An all too familiar Facebook post came across my feed. A mother struggling with how to help a child who was facing demeaning comments and behaviors by peers, some of whom he thought of as friends. The overwhelming response from friends commenting was “Middle school sucks!”
I started reflecting on my own middle school years and for much of it, it did indeed suck! Visions of classmates I considered friends who had said and done really hurtful things flashed through my mind. The feeling of not really fitting in with any clique (and the 80s were ALL about cliques). The tears, the silence, the thoughts of running away, it all came back, but then another moment came to mind.
I remembered that we still had “recess” of sorts where we were allowed out on the blacktop during lunch. Many of those times I spent off to the of the blacktop in the somewhat brown grass with a friend. Each of us had an earbud attached to a Walkman and between us was the vocal selections of Les Miserables. We sang ALL the parts! And this experience helped fuel a life-long passion. Then, I remembered how much fun I had on some of the field trips. I remembered band class and how our director always wore the best 1980s prom fashion at every concert. I remembered teachers who supported me.
With these conflicting memories that were both 100% true, I dug a little deeper. I remembered that a few years ago in a bout of “self-discovery” I had reached out to people throughout my lifetime asking for memories of me at the age they knew me. One of them had known me through my middle school years. She mentioned I was smart and a part of me winced. It’s a part of me I truly appreciate and it’s not the most comfortable gift to have in junior high. She also mentioned that she thought I was brave and capable and shared specific memories to that effect. Then she continued that what she actually remembered was that I was kind. She specifically remembered that I was kind to someone who was not kind to me. In her story she mentions that she had thought of that during college when she was dealing with her own stuff.
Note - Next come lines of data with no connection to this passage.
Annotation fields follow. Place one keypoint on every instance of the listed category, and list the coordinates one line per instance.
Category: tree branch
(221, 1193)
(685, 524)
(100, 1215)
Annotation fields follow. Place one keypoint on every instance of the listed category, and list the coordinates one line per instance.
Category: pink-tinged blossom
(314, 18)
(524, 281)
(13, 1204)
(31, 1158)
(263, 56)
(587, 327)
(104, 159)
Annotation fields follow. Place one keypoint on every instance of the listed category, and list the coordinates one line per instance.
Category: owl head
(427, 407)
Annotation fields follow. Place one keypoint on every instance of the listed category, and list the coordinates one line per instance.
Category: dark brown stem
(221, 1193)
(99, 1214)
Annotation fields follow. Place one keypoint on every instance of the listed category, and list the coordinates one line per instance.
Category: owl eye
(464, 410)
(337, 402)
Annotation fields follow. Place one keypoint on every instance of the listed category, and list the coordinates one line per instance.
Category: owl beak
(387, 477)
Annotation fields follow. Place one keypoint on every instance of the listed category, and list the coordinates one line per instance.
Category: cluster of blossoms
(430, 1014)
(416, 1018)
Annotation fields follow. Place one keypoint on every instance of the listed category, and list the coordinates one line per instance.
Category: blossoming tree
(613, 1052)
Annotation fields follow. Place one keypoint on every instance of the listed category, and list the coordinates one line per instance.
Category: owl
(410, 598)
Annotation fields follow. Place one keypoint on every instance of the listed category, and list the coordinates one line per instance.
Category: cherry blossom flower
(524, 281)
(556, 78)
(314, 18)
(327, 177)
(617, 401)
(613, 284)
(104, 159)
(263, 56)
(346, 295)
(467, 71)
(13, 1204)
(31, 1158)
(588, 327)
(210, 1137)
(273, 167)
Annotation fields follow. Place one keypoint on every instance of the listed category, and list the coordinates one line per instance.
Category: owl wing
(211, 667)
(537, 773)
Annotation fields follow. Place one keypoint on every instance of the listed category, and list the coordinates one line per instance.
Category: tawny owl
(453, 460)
I was in shock! I had left that school in October of my freshman year, moving 8 hours away. And since this was long before Facebook had lost touch with pretty much everyone by the end of that year. Yet, something of our time together had been helpful to her years later. A memory of kindness stuck with her.
I composed a message to my friend encouraging her as she stands by her son. I allowed her to share my story with her son with the reminder that we are remembered for who we are, not what others say we are. In truth, my middle school self may have been smarter, braver, more capable and kinder than the adult version of myself. And, it has been a good reminder to be the person I want to be remembered as because who we are is so much more important than what is said about us.